The decision about breastfeeding was discussed with the mother, who wanted to continue with breastfeeding. VZV DNA was detected in breastmilk by polymerase chain reaction 6 days after the beginning of the eruptions. The mother did not stop breastfeeding her baby. The mother and the baby did not get varicella–zoster immunglobulin because it was not available in the country. During the follow-up period the mother had pneumonia, which was thought to be due to the varicella infection, on Day 10 after eruptions were noted. Upon the diagnosis of pneumonia, she was put on parenteral acylovir therapy for 7 days and recovered without any sequela. The baby was followed up for 3 weeks and did not have any eruptions.
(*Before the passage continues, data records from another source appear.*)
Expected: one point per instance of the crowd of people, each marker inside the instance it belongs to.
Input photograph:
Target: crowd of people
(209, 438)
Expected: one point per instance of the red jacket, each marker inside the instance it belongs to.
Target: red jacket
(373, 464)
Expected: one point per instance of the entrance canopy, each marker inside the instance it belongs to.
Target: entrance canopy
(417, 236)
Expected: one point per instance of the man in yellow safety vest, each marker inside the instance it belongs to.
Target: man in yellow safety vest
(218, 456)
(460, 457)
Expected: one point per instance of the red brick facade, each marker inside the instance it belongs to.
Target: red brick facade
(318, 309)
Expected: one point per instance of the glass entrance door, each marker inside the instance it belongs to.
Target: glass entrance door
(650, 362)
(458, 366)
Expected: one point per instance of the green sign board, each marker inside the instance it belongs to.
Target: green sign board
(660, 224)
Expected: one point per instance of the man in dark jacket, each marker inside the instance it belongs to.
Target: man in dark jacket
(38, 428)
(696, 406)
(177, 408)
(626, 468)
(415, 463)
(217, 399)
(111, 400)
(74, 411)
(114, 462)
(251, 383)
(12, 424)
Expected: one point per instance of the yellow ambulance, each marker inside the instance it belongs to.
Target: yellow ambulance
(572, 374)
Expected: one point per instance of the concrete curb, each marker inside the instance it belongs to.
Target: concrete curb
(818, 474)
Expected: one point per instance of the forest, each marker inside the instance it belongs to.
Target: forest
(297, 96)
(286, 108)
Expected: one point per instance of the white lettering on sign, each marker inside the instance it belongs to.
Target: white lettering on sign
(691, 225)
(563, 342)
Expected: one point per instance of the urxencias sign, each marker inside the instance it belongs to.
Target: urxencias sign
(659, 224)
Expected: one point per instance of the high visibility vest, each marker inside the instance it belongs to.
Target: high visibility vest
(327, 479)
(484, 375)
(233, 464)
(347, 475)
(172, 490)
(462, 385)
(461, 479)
The transmission of infection through breastmilk is well documented for cytomegalovirus, human immunodeficiency virus type 1, and human T-lymphotrophic virus type I. 1 VZV infection transmission occurs through respiratory droplets and contact or aerosolization of virus from the skin lesions of either varicella or zoster. 2 In a previous study VZV DNA was detected by polymerase chain reaction in the breastmilk, peripheral blood, and skin lesions of a postpartum mother with chickenpox. 1
It is recommended that until the eruptions dry, the mother and infant should be separated, and expressed breastmilk be given to the infant if no skin lesions involve the breasts or as soon as varicella–zoster immunoglobulin has been given to the infant.3,4 For an infant whose mother's rash developed between 5 days before and 48 hours after delivery, varicella–zoster immune globulin is indicated. If this globulin is not available, some experts recommend prophylaxis with acyclovir or valacyclovir. However, limited data on acyclovir as postexposure prophylaxis are available for healthy children. 3
On the other hand, it may be argued that if a mother has contracted chickenpox, the antibodies in her milk confer immunity to her breastfed baby against chickenpox. This passive immunization may avoid or spare a breastfed baby's symptoms of chickenpox. Recently, it was reported that a 9-year-old child and his father who developed VZV infection were given frozen breastmilk, and the increase of rashes was stopped. 5 So, as suggested by some authors, separation of a breastfed baby from the mother with varicella infection may not be necessary. 6
In our case, the mother with VZV DNA positivity in her breastmilk and eruptions in the areolas of her breasts continued to breastfeed her baby without receiving any antiviral medicine until Day 10 after the eruptions were noted, when the mother developed pneumonia. We did not have any laboratory investigation for live virus, but we followed up the infant for 3 weeks, and no eruption was observed in the baby. We do not think that the very small amounts of acyclovir received by the infant through breastmilk had any impact on the prevention of varicella infection in the baby.
Our case suggests that a mother may safely continue to breastfeed her baby during VZV infection. but more case reports are required to reach a final conclusion on this issue.